| The behaviour of the perform routine make sense. I am using
opengl in fltk and define the draw() method in a subclass of
Fl_Gl_Window. When the display needs to change I call
redraw() and FLTK calls the draw() method somewhat later.
The draw() method is also called when the window is
reshaped. I thought that something like that could cause a
problem. I don't create a thread myself but the display is a
widget inside FLpanel. I checked for a bug and put out all
the loops and just draw one element of the buffer-> same
result. I got seg- faults but not even all the time. And the
same drawing code works when I allocate the buffer with the
constructor of the subclass -> but I think I should avoid
the allocation with new.
(Go for lunch now to refill the resources :)
Thanks once more
Simon
>
> Simon Schampijer wrote:
>
> > I don't change, reallocate or free the auxp pointer. But
> > the use of the buffer after the end of performance for a
> > small amount of time is possible. That would explain why
> > the performance went ok and the seg-fault happens at the
> > end. Hmm, I just call the redraw() method in the process
> > function and only when a new input frame is ready
> > (fsig). Probably there is an Csound API function to
> > know before Csound quit so I could set a value that the
> > drawing function doesn't access the buffer then.
>
> The "perform" routine of an opcode is not called after the
> end of performance; so, unless you have code that runs in
> a separate thread (possibly as a callback), it is not
> likely that the buffer is accessed after the end of
> performance.
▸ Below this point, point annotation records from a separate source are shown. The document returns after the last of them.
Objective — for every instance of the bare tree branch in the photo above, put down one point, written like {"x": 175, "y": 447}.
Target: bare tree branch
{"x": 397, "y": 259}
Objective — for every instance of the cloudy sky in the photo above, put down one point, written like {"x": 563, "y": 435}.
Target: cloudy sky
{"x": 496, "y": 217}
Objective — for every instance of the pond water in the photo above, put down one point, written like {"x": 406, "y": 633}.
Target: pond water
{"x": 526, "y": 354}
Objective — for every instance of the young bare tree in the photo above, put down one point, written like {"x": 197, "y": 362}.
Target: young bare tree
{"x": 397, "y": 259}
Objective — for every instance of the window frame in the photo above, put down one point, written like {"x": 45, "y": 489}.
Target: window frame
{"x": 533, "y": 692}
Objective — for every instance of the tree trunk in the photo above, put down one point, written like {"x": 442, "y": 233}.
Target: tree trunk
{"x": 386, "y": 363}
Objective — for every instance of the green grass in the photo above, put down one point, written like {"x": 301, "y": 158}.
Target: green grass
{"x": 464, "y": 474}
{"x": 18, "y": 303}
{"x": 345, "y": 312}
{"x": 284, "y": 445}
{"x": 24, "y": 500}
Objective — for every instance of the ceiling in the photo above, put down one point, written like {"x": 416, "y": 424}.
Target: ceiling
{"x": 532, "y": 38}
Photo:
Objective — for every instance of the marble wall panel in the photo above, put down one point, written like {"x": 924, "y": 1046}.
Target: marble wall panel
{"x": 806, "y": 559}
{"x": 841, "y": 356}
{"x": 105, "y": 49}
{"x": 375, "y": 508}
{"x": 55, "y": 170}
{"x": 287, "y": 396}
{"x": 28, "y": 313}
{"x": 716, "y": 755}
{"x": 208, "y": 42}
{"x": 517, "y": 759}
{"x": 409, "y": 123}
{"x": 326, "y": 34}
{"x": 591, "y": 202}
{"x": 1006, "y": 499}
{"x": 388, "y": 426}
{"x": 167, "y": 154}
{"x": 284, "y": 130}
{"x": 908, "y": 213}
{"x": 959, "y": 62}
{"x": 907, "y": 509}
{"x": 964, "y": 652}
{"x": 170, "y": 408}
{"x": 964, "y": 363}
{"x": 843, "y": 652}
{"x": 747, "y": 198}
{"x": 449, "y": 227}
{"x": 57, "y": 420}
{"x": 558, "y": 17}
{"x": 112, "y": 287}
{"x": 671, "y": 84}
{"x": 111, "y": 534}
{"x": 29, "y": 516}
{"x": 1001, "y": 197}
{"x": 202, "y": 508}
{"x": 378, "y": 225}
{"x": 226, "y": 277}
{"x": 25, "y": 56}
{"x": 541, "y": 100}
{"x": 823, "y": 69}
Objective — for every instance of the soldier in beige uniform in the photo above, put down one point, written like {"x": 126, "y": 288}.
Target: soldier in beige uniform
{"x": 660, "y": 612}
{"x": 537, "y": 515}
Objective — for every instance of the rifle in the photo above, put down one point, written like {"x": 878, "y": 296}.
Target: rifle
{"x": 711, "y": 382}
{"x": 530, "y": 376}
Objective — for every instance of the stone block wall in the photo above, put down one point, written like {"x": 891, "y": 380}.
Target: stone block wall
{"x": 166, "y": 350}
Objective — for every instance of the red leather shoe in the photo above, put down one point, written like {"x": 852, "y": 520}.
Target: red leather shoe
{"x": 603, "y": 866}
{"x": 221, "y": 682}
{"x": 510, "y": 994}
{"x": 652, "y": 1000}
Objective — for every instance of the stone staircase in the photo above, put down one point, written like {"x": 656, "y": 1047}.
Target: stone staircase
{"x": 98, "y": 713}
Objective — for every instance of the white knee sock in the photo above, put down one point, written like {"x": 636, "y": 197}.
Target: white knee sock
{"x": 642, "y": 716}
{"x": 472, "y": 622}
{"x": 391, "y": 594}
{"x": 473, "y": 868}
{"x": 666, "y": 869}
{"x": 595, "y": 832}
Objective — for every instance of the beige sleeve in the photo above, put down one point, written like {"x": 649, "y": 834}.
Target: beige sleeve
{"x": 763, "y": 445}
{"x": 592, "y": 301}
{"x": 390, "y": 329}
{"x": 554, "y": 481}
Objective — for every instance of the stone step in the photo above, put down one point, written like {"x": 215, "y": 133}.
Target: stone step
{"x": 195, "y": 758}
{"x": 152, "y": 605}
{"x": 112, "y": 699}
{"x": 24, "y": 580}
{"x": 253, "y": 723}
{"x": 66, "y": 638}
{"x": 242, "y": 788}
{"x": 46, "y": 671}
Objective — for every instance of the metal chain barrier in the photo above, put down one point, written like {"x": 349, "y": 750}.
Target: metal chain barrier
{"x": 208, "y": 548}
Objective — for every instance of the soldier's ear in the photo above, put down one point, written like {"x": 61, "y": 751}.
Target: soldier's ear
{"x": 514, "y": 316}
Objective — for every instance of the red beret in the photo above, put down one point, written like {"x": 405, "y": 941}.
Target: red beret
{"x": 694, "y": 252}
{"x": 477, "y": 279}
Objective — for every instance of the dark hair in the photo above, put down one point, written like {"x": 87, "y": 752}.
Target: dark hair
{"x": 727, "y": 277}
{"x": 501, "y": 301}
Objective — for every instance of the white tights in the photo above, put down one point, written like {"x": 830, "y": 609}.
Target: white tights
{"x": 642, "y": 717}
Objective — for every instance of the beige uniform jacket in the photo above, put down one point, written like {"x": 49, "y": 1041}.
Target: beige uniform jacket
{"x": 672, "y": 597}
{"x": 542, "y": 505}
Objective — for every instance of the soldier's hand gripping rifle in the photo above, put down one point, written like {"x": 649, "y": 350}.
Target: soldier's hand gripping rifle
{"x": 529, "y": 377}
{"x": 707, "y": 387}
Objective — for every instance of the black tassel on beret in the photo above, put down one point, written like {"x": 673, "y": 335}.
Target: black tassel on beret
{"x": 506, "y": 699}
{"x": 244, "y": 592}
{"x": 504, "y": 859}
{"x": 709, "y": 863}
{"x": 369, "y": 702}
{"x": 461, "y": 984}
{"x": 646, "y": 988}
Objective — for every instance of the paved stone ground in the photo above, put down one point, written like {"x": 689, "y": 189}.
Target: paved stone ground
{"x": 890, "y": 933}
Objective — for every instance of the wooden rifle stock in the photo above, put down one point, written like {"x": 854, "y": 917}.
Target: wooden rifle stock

Other than the above, is it possible that you
> have a simple bug like writing past the end (or before the
> beginning) of the buffer, or some other kind of memory
> corruption ?
>
> > For your note of the changing buffersize, would this be
> > the safe way? if(p->buffer.auxp==NULL || (long)
> > (buffersize * sizeof(MYFLT)) > p->buffer.size)
> > csound->AuxAlloc(csound, buffersize*sizeof(MYFLT),
> > &p->buffer);
> > buffer = (MYFLT*)p->buffer.auxp;
> > for(int i=0; i > buffer[i] = FL(0.0);
>
> Actually, if you always clear the buffer to zero, you may
> just call AuxAlloc always - it will not do anything other
> than clearing the buffer if the size does not change.